Через два месяца британцы разбомбили Пенемюнде, и спустя неделю, когда расчистка ещё не была завершена, фон Браун вызвал Графа к себе в кабинет. Он выглядел измождённым от недосыпа, слишком усталым, чтобы даже встать из-за стола. Махнул Графу рукой — садись.

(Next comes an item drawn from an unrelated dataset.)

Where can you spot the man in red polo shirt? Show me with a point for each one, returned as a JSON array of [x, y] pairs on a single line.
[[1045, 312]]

— Только что звонил Дорнбергер из Берлина. Гиммлер доложил фюреру, и, похоже, мы сворачиваем планы по производству ракет на острове — из-за уязвимости к авиаударам.

— То есть всё? Конец?

— Ничего подобного. Производство будет перенесено под землю. У СС есть горный объект в Тюрингии, который, по словам Гиммлера, идеально подходит под наши задачи. Общую ответственность за строительство завода будет нести их начальник по строительству. — Он взглянул в блокнот. — Бригадефюрер доктор Ханс Каммлер.

Граф повернул ключ зажигания, «Кюбельваген» дёрнулся вперёд и заглох. Он выжал сцепление и попробовал снова. На этот раз машина сдвинулась, но при попытке включить вторую передачу он не смог её найти. Скрежет коробки был настолько громким, что из тени за отелем вышел эсэсовец и жестом приказал остановиться.

— Никому не разрешено покидать здание.

— Я доктор Граф из Специального отдела вооружений армии, — он достал удостоверение личности и поднял его. — Мне немедленно нужно попасть в Вассенар. Срочная ситуация.

— Всем сотрудникам предписано оставаться на месте до окончания операции по обеспечению безопасности.

— Горит ракета! Вы хотите потом нести ответственность за катастрофу? — Граф высунулся из окна и осмотрел набережную. На углу группа эсэсовцев наблюдала за происходящим. — Где оберштурмбаннфюрер Дрекслер?

— Не знаю.

— Его нужно найти. Как вас зовут?

Солдат замялся:

— Шумахер.

— Отлично. — Граф потянулся через сиденье и открыл пассажирскую дверь. — Садитесь, Шумахер.

— Зачем?

— Я хочу, чтобы вы объяснили своим товарищам, что это экстренный случай. Быстрее.

Солдат послушно сел на переднее сиденье.

Граф велел себе не гнать. Группа эсэсовцев шагнула перед машиной, размахивая руками.

— Говорите с ними быстро, Шумахер.

Один из мужчин наклонился к товарищу:

— Кто это?

— Говорит, инженер по ракетам. Ему срочно нужно в Вассенар. Пожар.

— Ладно, — солдат отступил и пропустил их.

То же самое произошло через сотню метров:

— Ему нужно проехать, это чрезвычайная ситуация.

Эсэсовец, казалось, наслаждался своей значимостью. Граф проехал мимо вокзала. Дальше дорога была чиста. Он остановился:

— Можете выйти здесь, Шумахер. Спасибо. Обязательно упомяну вас перед оберштурмбаннфюрером.

Он уехал. В зеркале заднего вида солдат стоял у обочины и смотрел ему вслед. Граф свернул налево, в сторону Вассенара.

В конце августа 1943 года Граф полетел вместе с фон Брауном и парой инженеров осмотреть предполагаемое место строительства ракетного завода. Самолёт вёл фон Браун лично: он спустился над лесами и горами Гарц и с точностью хирурга посадил машину на травяную взлётную полосу у живописного городка Нордхаузен, над которым возвышались стройные церковные шпили. Вдали голубоватой полосой поднимался Конштайн — оказавшийся не столько горой, сколько длинным, пологим холмом, поросшим лесом. Каммлер предусмотрительно прислал за ними машину.

Стояла поздняя летняя жара, время сбора урожая. Они ехали на заднем сиденье открытого «Мерседеса», отмахиваясь от мошек, что роились над полями, через маревo зноя — к квадратному устью огромного туннеля. Машину накрыла тень. Температура резко упала. После ослепительного золотого света дня потребовалась минута, чтобы глаза привыкли к тусклому мерцанию электрических ламп.